La estratagema de Rahab y el modo de huida que recomendó a los espías, fruto del ingenio de la mujer y del juicio intuitivo, tuvieron éxito. Nos recuerda el dominio propio de Jael o de Abigail, la esposa de Nabal. En la oscuridad, los espías escaparon a la montaña, la escarpada muralla que delimitaba el valle del Jordán por el oeste. Escondidos en sus escondidas grietas durante tres días, hasta que terminó la persecución de los jericonios, salieron a escondidas al amparo de la oscuridad, volvieron a cruzar el Jordán, le contaron a Josué su conmovedora y extraña aventura, y terminaron con la observación de que los corazones de los la gente del país se estaba derritiendo a causa de ellos.

¡Cuán a menudo es esto cierto, aunque la incredulidad no puede verlo! Cuando Jesús les dijo a sus discípulos que había visto a Satanás caer como un rayo del cielo, nos enseñó que aquellos que se oponen a él y a su causa son poderes caídos, que ya no están llenos de victoria y esperanza, sino derrotados y abatidos, y conscientemente incapaces de vencer. las fuerzas ayudadas del cielo que están en contra de ellos. ¡Bien por todos los filántropos cristianos y misioneros de la Cruz, y valientes asaltantes de la lujuria y la codicia, el vicio y el error, que tengan esto en cuenta! La causa de la oscuridad nunca puede triunfar al final, no tiene poder para unirse y lanzarse contra la verdad; si tan sólo los siervos de Cristo fueran fuertes y valientes, ellos también descubrirían que los campeones más audaces del mundo se desmayan a causa de ellos.

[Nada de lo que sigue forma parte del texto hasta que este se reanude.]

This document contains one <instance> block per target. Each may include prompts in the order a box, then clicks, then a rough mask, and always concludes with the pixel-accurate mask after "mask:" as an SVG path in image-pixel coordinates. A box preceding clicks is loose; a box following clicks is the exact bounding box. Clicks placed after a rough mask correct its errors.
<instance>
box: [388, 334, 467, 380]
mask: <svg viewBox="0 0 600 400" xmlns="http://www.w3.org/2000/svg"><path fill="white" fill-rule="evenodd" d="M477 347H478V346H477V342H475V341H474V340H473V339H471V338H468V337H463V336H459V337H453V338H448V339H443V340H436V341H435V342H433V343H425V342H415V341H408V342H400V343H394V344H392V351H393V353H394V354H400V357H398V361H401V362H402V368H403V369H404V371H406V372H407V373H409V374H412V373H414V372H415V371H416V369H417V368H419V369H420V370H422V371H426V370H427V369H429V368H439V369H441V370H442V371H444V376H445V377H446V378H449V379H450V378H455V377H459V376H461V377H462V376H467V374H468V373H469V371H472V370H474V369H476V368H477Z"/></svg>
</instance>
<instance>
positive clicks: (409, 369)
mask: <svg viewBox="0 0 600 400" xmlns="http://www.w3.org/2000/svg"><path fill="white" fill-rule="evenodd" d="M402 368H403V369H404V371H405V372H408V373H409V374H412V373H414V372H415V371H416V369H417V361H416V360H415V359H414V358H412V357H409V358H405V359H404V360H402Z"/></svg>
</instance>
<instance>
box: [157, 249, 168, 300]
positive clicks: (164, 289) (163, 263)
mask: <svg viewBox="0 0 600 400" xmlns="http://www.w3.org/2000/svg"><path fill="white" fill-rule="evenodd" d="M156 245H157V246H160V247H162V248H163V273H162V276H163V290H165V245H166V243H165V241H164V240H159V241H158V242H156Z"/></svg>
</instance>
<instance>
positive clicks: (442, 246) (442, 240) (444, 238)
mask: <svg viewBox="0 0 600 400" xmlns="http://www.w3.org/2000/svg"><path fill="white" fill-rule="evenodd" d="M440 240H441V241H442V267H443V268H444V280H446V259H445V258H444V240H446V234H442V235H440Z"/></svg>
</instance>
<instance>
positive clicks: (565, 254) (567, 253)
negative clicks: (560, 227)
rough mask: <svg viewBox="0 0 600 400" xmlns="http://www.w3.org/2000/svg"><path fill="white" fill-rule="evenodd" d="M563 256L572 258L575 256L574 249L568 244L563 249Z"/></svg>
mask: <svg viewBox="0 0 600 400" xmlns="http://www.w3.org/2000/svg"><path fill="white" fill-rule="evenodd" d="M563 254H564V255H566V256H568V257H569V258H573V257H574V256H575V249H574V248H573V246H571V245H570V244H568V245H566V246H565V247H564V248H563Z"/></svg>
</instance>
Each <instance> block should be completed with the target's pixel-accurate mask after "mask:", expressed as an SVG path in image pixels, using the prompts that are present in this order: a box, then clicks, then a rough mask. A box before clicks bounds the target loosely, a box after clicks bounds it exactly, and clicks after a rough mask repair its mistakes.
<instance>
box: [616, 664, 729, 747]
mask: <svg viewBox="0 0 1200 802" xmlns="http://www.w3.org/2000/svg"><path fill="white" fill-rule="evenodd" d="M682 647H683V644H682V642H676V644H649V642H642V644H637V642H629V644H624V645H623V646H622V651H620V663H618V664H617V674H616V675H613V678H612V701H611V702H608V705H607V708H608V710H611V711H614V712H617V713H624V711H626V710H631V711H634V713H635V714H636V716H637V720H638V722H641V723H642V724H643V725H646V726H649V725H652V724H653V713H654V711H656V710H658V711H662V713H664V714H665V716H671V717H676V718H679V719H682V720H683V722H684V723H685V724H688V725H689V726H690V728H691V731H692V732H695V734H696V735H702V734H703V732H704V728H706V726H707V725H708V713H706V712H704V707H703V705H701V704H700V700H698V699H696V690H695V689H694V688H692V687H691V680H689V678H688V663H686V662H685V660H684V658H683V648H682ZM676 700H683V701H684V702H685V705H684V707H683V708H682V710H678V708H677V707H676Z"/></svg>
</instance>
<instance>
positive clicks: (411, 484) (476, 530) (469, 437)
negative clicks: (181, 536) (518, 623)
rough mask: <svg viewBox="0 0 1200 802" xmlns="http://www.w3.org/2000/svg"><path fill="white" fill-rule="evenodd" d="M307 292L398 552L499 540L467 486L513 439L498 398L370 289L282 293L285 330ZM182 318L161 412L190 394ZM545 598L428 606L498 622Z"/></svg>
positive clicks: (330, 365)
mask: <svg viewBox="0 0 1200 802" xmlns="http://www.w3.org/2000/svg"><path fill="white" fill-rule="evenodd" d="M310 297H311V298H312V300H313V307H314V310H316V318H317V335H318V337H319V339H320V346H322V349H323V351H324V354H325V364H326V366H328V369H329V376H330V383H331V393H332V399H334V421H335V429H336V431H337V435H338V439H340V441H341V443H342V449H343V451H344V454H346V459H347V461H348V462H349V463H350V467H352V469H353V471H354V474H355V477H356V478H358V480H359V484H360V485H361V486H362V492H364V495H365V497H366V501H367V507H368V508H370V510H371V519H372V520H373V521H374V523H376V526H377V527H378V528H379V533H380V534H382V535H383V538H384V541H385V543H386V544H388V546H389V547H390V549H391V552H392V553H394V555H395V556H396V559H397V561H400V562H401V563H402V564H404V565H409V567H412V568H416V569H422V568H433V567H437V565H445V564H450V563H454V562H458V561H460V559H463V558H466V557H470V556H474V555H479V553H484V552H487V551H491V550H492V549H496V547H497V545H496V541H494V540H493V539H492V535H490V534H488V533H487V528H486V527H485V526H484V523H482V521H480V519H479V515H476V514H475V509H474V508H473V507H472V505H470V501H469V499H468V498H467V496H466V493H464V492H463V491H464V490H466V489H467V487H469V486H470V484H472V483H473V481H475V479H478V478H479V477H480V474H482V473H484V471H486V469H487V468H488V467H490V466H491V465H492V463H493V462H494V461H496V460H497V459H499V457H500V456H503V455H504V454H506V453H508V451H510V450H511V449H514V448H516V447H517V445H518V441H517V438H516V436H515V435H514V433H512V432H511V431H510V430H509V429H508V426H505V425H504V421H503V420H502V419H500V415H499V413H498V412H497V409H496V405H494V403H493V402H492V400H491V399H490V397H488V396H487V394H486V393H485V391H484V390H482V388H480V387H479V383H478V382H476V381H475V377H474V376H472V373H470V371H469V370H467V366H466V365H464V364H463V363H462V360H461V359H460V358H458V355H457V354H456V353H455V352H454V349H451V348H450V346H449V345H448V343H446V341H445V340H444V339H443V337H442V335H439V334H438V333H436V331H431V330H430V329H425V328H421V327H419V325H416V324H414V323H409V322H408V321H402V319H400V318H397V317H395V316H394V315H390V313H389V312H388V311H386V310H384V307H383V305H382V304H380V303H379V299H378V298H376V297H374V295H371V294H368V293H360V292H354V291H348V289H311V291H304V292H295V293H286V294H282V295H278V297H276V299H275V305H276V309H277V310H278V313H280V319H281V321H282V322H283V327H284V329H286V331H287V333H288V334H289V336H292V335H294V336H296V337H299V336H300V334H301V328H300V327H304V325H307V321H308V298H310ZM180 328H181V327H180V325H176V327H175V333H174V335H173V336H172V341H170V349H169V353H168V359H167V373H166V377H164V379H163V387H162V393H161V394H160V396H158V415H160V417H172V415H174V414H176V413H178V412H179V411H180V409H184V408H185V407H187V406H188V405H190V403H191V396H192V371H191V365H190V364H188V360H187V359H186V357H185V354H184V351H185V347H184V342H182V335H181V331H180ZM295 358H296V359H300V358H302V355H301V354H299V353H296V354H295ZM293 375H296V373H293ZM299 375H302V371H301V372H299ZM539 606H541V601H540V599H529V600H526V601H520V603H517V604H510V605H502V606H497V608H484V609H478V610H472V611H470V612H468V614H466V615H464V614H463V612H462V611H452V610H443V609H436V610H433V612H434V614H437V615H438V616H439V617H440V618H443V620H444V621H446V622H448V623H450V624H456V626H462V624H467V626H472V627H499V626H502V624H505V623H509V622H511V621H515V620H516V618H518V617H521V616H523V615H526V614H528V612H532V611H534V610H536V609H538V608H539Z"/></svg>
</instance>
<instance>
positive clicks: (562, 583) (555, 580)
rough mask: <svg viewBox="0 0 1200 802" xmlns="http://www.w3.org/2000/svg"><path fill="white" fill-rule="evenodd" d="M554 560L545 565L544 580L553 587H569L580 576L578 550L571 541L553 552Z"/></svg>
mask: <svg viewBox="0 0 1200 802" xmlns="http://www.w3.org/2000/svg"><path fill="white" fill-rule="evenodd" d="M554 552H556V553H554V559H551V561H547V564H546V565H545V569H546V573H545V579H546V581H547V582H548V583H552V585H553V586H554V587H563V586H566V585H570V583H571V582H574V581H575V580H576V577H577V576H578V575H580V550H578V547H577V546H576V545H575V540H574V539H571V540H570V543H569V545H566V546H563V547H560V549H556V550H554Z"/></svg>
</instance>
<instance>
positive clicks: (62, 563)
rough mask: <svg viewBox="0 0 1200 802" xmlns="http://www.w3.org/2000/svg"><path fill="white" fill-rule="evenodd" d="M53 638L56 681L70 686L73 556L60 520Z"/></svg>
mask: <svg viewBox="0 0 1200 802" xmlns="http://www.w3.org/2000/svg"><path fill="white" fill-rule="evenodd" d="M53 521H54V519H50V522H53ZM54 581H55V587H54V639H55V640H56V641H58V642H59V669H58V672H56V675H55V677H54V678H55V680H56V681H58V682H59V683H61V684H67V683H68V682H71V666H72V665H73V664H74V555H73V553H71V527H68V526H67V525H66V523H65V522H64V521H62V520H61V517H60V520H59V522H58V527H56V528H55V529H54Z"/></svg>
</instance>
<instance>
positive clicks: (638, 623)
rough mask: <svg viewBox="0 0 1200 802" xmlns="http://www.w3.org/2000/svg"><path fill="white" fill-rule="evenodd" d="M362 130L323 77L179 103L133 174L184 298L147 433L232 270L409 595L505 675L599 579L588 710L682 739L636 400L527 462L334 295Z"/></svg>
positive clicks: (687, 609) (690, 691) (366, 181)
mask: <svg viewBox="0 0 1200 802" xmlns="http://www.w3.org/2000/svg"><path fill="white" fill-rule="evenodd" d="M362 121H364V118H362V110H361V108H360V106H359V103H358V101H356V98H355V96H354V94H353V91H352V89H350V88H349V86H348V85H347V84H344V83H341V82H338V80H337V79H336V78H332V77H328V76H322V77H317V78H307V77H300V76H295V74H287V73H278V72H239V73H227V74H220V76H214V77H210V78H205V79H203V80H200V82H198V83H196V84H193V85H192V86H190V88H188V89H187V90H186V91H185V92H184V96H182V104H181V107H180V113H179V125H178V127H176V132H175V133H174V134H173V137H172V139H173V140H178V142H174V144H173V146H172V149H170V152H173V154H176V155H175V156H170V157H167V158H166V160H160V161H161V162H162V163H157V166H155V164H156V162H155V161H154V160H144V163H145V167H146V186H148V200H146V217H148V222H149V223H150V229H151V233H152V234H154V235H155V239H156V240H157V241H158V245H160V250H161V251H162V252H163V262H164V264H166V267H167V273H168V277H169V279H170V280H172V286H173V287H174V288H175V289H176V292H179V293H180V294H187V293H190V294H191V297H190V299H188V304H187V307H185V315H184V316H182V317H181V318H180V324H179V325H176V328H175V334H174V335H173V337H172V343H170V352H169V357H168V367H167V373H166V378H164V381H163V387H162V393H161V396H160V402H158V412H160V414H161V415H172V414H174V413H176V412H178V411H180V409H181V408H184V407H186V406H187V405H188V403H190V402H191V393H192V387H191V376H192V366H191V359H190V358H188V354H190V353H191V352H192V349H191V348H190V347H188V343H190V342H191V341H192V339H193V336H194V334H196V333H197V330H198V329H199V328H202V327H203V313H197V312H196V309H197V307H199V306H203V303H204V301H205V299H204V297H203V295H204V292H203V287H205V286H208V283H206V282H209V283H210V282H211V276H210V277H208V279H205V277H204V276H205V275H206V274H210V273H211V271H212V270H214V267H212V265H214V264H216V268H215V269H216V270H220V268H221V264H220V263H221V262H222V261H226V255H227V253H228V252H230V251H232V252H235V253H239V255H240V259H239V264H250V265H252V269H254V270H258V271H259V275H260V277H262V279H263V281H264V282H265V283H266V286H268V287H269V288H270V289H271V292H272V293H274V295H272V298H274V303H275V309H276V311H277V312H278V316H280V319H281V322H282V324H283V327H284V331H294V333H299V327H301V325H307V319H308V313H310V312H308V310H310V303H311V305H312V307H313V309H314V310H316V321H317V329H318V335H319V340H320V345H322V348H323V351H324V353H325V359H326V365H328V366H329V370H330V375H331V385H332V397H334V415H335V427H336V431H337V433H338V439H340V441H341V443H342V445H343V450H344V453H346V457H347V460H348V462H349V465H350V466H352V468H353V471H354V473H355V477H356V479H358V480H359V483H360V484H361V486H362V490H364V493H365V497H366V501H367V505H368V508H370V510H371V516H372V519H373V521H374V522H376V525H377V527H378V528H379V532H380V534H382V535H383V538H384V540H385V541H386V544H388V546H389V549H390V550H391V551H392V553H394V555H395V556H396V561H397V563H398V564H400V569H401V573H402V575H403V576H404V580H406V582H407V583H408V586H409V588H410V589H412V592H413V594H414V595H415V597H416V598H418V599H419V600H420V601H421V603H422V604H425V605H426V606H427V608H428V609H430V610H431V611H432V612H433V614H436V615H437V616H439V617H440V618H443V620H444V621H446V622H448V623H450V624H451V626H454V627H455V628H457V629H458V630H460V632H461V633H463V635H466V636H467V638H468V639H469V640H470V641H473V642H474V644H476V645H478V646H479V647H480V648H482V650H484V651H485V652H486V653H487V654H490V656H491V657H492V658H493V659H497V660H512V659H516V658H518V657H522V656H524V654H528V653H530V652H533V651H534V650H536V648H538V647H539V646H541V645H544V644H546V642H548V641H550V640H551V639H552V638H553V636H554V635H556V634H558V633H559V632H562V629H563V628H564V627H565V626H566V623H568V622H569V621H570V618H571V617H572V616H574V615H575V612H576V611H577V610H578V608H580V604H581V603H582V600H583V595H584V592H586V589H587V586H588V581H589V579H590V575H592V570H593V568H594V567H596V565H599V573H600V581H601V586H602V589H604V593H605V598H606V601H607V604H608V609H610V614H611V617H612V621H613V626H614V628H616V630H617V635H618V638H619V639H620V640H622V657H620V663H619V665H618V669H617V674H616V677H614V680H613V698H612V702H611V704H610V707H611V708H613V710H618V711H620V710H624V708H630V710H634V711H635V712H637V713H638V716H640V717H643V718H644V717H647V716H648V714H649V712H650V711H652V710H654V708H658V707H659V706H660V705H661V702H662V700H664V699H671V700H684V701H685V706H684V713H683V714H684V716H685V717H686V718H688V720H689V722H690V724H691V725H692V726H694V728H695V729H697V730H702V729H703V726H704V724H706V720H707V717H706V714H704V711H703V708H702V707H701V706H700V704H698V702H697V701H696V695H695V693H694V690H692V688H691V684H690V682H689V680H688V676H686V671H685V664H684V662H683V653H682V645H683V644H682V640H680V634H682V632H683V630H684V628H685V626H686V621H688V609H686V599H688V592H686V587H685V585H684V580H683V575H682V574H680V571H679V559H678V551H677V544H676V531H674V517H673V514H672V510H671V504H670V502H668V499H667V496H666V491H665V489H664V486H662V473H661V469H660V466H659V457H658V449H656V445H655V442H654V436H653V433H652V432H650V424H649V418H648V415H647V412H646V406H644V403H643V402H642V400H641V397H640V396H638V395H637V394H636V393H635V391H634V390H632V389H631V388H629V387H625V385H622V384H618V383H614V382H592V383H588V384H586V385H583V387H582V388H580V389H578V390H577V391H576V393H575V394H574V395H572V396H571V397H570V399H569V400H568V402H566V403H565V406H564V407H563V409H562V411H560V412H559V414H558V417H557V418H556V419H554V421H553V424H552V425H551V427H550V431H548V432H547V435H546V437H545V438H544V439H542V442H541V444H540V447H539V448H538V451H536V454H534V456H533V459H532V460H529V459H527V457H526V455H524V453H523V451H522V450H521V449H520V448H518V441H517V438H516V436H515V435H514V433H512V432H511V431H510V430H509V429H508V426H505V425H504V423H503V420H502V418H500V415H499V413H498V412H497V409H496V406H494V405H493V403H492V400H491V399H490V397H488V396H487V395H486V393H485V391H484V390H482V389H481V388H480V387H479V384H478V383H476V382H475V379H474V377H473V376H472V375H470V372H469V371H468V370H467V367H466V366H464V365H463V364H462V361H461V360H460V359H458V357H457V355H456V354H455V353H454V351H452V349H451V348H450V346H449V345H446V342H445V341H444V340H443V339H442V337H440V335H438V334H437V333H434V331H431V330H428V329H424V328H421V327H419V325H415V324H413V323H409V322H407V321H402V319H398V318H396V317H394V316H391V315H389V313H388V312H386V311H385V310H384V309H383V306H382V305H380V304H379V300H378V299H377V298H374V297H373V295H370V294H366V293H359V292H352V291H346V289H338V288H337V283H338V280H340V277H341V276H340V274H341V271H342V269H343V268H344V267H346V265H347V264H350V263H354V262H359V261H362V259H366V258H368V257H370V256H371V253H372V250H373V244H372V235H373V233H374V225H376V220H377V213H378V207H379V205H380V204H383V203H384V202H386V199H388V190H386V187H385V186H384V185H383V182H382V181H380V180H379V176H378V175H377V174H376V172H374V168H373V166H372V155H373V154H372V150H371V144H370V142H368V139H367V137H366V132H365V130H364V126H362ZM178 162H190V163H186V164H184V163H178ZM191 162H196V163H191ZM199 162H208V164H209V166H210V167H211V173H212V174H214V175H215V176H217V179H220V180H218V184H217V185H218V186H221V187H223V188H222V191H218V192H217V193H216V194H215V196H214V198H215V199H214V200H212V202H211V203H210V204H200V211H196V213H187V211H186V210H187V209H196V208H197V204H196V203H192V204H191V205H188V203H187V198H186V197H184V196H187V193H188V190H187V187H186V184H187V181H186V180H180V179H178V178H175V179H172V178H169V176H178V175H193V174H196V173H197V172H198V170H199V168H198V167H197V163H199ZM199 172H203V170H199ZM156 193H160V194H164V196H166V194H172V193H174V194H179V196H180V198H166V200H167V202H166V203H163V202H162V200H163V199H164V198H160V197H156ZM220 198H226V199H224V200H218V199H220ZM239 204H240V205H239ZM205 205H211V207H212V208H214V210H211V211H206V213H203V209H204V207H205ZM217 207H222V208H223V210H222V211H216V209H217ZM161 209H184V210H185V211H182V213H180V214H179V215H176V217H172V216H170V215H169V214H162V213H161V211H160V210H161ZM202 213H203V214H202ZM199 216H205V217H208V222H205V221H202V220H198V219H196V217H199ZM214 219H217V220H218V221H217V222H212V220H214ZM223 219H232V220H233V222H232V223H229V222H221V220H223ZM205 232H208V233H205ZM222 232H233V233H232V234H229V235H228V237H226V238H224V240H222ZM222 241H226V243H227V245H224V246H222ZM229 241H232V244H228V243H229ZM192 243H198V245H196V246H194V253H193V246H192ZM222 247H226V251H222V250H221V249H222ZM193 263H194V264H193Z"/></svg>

Cuando los espías regresan a Joshua y le cuentan todo lo que les ha sucedido, él acepta su aventura como una señal para siempre. No le han dado ninguna pista sobre cómo se tomará a Jericó; pero, lo que es mejor, le han mostrado que los paganos han visto el brazo extendido de Dios, y que los habitantes del país están paralizados a causa de ello. Los dos espías fueron un gran contraste con los diez que acompañaron a Josué y Caleb tanto tiempo antes: los diez declararon la tierra inexpugnable; los dos lo miraron como ya conquistado - "El Señor ha entregado en nuestras manos toda la tierra". Hijos de Israel, no deben ser superados en fe por una ramera; crean que Dios está con ustedes, suba y posea ¡la tierra!